La condition féminine en recul
A son arrivée au pouvoir en 2002, l’AKP avait d’abord promu les droits des femmes, notamment à la faveur de la candidature de la Turquie à l’adhésion à l’Union européenne. Une décennie plus tard, le parti d’Erdogan a perdu cet élan et terni son image en restreignant l’accès à l’avortement, ou encore en encourageant le port du voile.
Spécialiste de la Turquie contemporaine à l’Institut français des relations internationales (IFRI), la chercheuse Dorothée Schmid souligne que l’ère Erdogan est marquée par une régression de la culture égalitaire entre hommes et femmes en Turquie. « Ce n’est pas une question de législation mais de culture sociale », explique-t-elle. En effet, le recul de la condition féminine en Turquie se manifeste avant tout dans les discours au sein de l’espace public. « Les hommes sont perçus comme les moteurs de la société, tandis que la femme est reléguée à son rôle de mère », poursuit la chercheuse.
En témoignent les multiples interventions d’Erdogan, qui a ainsi recommandé aux femmes d’avoir « au moins trois enfants » ou expliqué, en octobre 2014, que l’égalité hommes-femmes était « contraire à la nature humaine ». Quelques mois auparavant, son vice-premier ministre Bülent Arinç avait déclaré qu’une femme « ne [devait] pas rire fort en public ». Pour Jean Marcou, professeur à Sciences Po Grenoble, la condition des femmes en Turquie est en recul. « La situation est moins bonne que sous Kemal [Mustapha Kemal Atatürk, premier président de la République turque] dans les années 1930. »

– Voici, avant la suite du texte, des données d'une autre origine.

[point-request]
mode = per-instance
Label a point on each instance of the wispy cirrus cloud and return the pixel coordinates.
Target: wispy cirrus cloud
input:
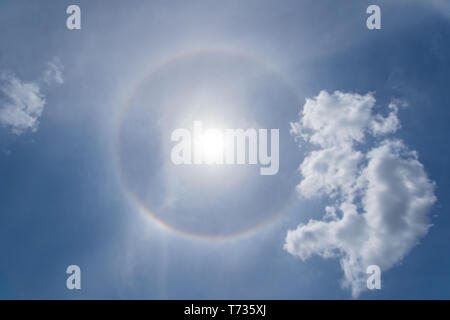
(380, 197)
(21, 102)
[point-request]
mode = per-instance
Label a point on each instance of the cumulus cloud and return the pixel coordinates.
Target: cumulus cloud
(22, 103)
(380, 197)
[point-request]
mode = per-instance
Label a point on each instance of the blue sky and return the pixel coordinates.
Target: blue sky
(65, 182)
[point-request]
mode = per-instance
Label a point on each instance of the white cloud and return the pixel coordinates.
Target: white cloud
(22, 103)
(381, 198)
(53, 74)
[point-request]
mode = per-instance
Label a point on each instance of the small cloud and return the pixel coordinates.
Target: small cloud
(380, 199)
(54, 71)
(21, 102)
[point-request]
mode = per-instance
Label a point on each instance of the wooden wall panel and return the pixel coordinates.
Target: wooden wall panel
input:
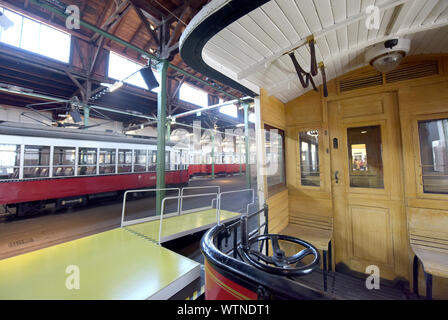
(273, 114)
(304, 109)
(278, 211)
(272, 110)
(422, 97)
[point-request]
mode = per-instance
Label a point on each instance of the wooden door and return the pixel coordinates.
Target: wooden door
(367, 187)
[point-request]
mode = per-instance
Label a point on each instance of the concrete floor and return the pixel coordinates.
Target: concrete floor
(36, 232)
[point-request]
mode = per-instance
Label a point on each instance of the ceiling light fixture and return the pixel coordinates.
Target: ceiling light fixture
(5, 23)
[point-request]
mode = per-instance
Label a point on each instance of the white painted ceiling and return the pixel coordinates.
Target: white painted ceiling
(251, 50)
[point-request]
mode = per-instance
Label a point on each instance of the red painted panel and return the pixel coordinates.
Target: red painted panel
(218, 287)
(194, 169)
(32, 190)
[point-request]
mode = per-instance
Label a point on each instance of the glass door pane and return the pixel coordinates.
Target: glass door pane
(365, 157)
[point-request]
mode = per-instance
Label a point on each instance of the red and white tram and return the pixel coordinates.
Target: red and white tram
(41, 165)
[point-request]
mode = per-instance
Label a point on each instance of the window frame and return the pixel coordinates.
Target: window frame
(273, 189)
(417, 157)
(299, 162)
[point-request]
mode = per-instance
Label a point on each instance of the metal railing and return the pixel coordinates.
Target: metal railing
(230, 192)
(195, 188)
(179, 213)
(135, 221)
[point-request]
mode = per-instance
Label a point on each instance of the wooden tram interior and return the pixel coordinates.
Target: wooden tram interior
(362, 154)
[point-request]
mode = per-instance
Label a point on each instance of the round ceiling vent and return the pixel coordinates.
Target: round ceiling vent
(386, 56)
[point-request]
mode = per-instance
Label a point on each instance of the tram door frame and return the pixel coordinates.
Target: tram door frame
(369, 222)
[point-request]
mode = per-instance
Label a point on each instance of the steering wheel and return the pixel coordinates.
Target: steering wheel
(279, 263)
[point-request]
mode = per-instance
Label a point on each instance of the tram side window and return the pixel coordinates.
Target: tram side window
(275, 157)
(64, 161)
(309, 158)
(107, 161)
(140, 161)
(87, 161)
(433, 136)
(167, 160)
(9, 161)
(152, 160)
(36, 162)
(124, 161)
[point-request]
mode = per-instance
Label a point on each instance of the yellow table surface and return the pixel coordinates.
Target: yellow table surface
(177, 226)
(116, 264)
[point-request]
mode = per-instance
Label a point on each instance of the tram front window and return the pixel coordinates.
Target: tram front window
(64, 161)
(9, 161)
(36, 162)
(433, 136)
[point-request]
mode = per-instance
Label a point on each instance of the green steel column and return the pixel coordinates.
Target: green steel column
(86, 116)
(168, 130)
(161, 135)
(213, 154)
(246, 128)
(239, 160)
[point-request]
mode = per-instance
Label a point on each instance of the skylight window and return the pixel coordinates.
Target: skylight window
(120, 68)
(36, 37)
(230, 110)
(251, 117)
(195, 96)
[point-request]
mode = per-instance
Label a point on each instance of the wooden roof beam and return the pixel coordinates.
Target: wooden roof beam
(146, 23)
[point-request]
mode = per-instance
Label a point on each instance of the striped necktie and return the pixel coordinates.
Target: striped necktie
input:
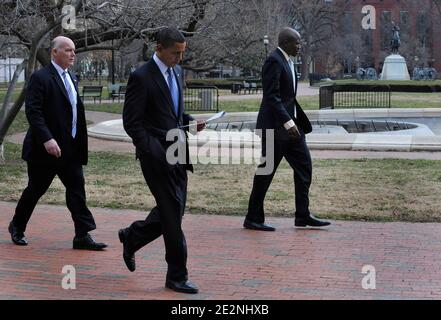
(294, 80)
(71, 96)
(173, 90)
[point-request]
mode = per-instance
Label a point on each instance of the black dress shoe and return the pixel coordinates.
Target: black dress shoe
(17, 236)
(88, 243)
(128, 256)
(183, 286)
(248, 224)
(310, 221)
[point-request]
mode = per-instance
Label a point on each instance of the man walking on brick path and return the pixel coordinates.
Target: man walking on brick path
(56, 145)
(281, 112)
(154, 106)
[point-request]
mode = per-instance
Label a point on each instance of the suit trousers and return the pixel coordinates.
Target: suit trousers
(40, 178)
(169, 188)
(297, 154)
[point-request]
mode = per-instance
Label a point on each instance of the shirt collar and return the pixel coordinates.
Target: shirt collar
(284, 54)
(160, 64)
(58, 68)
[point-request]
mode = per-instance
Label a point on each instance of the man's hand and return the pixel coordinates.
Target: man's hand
(52, 148)
(294, 133)
(201, 124)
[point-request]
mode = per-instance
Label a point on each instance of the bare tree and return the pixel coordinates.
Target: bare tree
(95, 25)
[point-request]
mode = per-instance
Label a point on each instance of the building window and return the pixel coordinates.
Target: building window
(386, 29)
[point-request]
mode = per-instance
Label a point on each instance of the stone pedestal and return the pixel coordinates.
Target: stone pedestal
(395, 68)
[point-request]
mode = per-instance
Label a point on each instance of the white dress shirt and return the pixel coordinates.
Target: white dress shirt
(290, 123)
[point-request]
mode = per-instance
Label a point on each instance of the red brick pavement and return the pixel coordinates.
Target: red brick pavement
(225, 260)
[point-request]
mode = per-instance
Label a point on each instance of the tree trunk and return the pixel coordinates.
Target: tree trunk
(7, 115)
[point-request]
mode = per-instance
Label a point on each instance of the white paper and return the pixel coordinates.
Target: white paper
(218, 115)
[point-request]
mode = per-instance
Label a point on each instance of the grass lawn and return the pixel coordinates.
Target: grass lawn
(371, 190)
(385, 82)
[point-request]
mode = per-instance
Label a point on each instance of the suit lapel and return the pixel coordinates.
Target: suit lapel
(287, 68)
(159, 78)
(58, 80)
(180, 86)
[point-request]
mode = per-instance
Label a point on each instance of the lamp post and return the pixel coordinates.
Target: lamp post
(265, 43)
(113, 64)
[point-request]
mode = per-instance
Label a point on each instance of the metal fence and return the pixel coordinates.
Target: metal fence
(355, 96)
(201, 98)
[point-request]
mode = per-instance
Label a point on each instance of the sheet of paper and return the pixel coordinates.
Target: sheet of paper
(218, 115)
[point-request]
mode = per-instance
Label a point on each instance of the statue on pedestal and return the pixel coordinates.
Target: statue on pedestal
(396, 41)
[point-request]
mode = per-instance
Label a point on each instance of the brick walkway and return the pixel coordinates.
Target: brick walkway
(226, 261)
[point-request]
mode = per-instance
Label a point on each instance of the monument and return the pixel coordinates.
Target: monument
(395, 66)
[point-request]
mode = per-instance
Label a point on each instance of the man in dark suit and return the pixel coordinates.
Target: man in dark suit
(56, 145)
(281, 112)
(154, 107)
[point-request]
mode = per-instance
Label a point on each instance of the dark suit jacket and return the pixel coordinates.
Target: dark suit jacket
(148, 111)
(279, 98)
(49, 114)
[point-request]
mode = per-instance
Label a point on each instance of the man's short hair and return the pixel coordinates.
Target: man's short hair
(167, 37)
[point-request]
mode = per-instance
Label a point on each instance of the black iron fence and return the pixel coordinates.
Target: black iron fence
(355, 96)
(201, 98)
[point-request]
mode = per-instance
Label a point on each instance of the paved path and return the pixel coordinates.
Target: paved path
(225, 260)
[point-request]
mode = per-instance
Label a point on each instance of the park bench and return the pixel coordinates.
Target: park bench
(117, 91)
(94, 92)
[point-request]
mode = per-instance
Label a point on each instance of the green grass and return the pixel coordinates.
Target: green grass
(384, 82)
(20, 124)
(365, 190)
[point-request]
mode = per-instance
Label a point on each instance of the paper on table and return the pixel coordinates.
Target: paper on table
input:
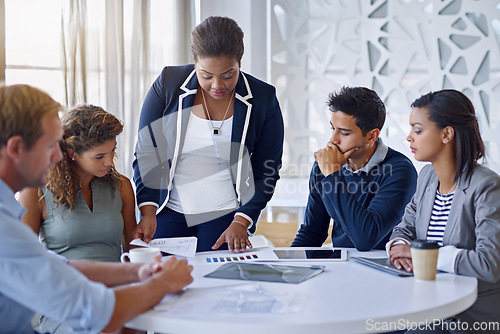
(185, 246)
(242, 299)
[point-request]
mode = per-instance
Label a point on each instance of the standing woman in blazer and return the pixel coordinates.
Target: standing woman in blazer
(209, 145)
(457, 202)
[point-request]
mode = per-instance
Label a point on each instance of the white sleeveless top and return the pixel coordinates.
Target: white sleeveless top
(202, 181)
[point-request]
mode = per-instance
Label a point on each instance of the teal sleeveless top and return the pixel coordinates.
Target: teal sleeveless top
(84, 234)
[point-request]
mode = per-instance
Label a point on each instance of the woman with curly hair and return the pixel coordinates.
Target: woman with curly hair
(87, 209)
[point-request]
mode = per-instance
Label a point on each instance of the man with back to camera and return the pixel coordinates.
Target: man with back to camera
(35, 280)
(357, 180)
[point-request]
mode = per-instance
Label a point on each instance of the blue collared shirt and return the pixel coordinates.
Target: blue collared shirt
(35, 280)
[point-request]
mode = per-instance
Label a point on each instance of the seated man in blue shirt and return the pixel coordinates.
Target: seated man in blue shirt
(357, 180)
(35, 280)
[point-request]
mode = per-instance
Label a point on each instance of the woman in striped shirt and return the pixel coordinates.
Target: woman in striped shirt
(456, 202)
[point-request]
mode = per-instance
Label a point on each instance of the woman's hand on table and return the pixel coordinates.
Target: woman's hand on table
(236, 236)
(400, 256)
(146, 228)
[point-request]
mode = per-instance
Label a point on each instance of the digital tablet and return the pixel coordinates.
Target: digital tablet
(266, 272)
(382, 264)
(310, 254)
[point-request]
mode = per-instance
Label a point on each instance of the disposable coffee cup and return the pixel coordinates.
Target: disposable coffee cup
(140, 255)
(424, 258)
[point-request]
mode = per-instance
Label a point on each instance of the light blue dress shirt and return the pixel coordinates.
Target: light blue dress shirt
(33, 279)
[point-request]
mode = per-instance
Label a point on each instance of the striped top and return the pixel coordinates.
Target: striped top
(439, 217)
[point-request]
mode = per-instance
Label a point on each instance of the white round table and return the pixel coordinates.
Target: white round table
(347, 298)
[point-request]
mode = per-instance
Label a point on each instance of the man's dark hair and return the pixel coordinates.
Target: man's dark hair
(361, 103)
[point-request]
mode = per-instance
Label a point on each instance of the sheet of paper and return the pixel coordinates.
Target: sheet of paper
(185, 246)
(247, 299)
(221, 257)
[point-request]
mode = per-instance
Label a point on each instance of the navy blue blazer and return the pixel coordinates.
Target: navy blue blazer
(257, 139)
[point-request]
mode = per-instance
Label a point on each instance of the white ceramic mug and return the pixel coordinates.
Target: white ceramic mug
(140, 255)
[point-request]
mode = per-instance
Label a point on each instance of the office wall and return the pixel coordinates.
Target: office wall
(401, 49)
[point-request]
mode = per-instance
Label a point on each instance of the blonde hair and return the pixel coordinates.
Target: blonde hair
(22, 108)
(84, 127)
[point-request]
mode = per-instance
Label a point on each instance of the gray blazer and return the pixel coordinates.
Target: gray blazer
(473, 226)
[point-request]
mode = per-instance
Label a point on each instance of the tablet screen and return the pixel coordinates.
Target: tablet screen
(308, 254)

Recrudescence des violences faites aux femmes
Autre symptôme de la dégradation du statut de la femme en Turquie, les violences qu’elles subissent ne cessent d’augmenter depuis quelques années. Selon un rapport sur la violence en Turquie, publié en 2014 par l’université Hacettepe d’Ankara, 40 % des femmes ont déjà été abusées physiquement au moins une fois dans leur vie, tandis qu’une femme sur dix a déjà subi des violences sexuelles domestiques
En février, le décès d’Özgecan Aslan, une étudiante de 20 ans violée puis tuée à coups de barre de fer par un chauffeur de bus, avait incité des milliers de femmes à prendre la parole sur le harcèlement sexuel.
Le meurtre de la jeune Özgecan est devenu le symbole de la colère qui monte en Turquie. Pendant la campagne des élections législatives, les associations féministes se sont mobilisées pour dénoncer les violences et ainsi faire barrage au parti du président Erdogan. Sur les réseaux sociaux, des centaines de femmes ont pris la pose, le dos tourné, en signe de refus de l’AKP. Une campagne qui a profité au parti HDP, défenseur assumé des droits des femmes et des minorités discriminées (Kurdes, chrétiens, homosexuels).